Borders electronic bookstore went live on Wednesday, and the head of the company's bookselling business predicted that it would quickly win a sizable piece of the fast-growing sector.

The launch comes nine months after the debut of the Barnes & Noble Nook e-reader and three months after Apple introduced its popular iPad tablet computer. E-books had already gained popularity with Amazon.com's Kindle reader.

The Borders e-bookstore will offer 1.5 million titles, including books that can be downloaded for free. Amazon offers 620,000 books as well as 1.8 million out-of-copyright titles that can be downloaded at no cost, and Barnes & Noble says it offers 1 million titles.

Borders said it aimed to secure a 17 percent share of the e-book market by July 2011.

We'll take market share just by turning it on, Mike Edwards, chief executive of the Borders Inc operating division, told Reuters.

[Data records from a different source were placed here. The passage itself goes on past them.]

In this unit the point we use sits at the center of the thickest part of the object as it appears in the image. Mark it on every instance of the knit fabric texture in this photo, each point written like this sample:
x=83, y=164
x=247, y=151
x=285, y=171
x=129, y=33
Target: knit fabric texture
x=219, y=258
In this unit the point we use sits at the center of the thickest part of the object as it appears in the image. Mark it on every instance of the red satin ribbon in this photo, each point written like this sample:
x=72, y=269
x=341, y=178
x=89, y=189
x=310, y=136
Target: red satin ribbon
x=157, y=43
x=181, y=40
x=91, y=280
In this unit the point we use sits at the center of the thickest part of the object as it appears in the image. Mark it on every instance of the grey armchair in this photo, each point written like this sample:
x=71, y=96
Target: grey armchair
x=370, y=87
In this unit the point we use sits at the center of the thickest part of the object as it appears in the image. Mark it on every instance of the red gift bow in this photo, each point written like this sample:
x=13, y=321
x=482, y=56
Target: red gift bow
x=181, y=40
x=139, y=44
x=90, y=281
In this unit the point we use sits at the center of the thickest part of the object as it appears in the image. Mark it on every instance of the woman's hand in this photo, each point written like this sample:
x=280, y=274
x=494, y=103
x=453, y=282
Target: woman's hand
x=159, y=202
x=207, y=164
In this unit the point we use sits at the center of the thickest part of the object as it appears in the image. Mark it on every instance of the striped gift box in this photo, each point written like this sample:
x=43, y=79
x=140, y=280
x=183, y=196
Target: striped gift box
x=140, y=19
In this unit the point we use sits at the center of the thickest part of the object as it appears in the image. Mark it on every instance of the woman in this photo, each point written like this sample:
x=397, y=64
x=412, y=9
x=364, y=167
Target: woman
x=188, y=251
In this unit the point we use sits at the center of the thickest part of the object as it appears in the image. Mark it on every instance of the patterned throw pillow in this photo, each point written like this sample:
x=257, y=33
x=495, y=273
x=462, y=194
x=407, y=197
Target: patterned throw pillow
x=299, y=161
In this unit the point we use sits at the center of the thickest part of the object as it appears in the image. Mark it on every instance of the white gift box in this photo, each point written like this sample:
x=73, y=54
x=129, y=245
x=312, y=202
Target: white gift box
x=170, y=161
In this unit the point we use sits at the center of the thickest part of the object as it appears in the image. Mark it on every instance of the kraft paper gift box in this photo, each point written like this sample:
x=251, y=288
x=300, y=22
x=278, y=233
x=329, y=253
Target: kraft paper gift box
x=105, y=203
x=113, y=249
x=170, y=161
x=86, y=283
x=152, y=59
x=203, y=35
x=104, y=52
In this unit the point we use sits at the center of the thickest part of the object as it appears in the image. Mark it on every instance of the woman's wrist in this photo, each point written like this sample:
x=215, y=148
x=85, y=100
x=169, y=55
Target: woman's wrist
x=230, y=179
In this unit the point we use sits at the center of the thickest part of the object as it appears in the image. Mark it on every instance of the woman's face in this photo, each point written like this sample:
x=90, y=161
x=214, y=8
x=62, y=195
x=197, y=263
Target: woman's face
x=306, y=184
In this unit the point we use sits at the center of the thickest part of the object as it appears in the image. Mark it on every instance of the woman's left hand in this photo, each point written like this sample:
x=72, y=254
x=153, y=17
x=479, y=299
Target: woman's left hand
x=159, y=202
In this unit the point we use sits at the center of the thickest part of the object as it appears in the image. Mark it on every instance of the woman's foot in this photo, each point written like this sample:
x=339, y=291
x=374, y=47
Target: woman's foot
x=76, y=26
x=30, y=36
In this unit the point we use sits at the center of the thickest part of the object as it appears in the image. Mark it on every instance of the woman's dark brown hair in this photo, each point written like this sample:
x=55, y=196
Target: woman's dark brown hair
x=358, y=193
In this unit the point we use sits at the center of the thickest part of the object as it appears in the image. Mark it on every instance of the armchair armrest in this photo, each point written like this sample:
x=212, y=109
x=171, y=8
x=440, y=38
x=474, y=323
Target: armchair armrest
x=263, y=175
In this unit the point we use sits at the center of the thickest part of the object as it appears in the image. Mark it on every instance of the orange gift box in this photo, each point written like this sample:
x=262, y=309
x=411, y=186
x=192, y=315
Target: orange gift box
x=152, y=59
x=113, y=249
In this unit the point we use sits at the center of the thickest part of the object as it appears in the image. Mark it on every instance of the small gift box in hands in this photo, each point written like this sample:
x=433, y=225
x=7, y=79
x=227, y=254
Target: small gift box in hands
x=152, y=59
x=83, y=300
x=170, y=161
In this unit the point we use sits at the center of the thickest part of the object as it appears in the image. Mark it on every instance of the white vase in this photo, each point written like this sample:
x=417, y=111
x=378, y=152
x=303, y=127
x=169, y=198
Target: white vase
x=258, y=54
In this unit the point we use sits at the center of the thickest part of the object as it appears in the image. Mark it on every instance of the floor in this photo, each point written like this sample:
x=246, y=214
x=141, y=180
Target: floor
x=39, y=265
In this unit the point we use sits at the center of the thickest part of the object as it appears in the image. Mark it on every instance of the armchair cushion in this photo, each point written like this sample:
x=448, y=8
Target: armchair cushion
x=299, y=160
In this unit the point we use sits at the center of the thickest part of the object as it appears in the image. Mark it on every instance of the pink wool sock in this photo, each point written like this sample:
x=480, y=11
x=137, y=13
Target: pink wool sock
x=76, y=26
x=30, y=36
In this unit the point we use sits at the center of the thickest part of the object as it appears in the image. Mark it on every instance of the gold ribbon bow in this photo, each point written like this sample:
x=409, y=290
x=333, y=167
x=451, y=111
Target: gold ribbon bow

A lot of people have said, 'You're kind of late to the game,' and I'm saying, 'the game actually just started.'

The urgency for Borders is clear. Sales fell 11.4 percent at its namesake stores open at least a year and on its website during the first quarter.

Edwards said that Borders, the No. 2 U.S. bookstore chain by sales behind Barnes & Noble, had data and e-mail addresses for the 38 million customers in its loyalty program as well as about 700 stores at which to promote its virtual bookstore.

Barnes & Noble told investors last week that it had won 20 percent of the U.S. e-book market since launching the Nook, exceeding its share of physical book sales.

Currently, about 5 percent of Borders sales, including physical books ordered online, go through its website, representing about $100 million this year. Edwards said online sales had soared by virtue of improvements to the website.

Besides applications recently launched for Apple's iPhone and iPad, Borders introduced new applications for Blackberry smartphones and phones with Google's Android software.

Edwards said Borders was a bookseller not an e-reader device maker. By the end of 2010, Borders expects to sell 10 different kinds of e-readers in stores and online.

A Goldman Sachs report in April said e-book sales made up 3 percent of overall U.S. book sales now and would rise to 12.8 percent by 2015.

Edwards expects that ultimately 20 percent of book sales will shift online. Yet Edwards and Barnes & Noble Chairman Len Riggio both separately said store count would remain stable.

The two retailers run a combined 1,500 or so U.S. stores, and Edwards conceded that might be high in the long run.

The store base at large would probably shrink, he said.

Until then, booksellers are trying to decide how to stock shelves being emptied of physical books. Borders is considering everything from children's merchandise to consumer electronics and apparel.

The pressure on us is not on the digital side, he said. How you create that new retail experience, that's where the art is going to be.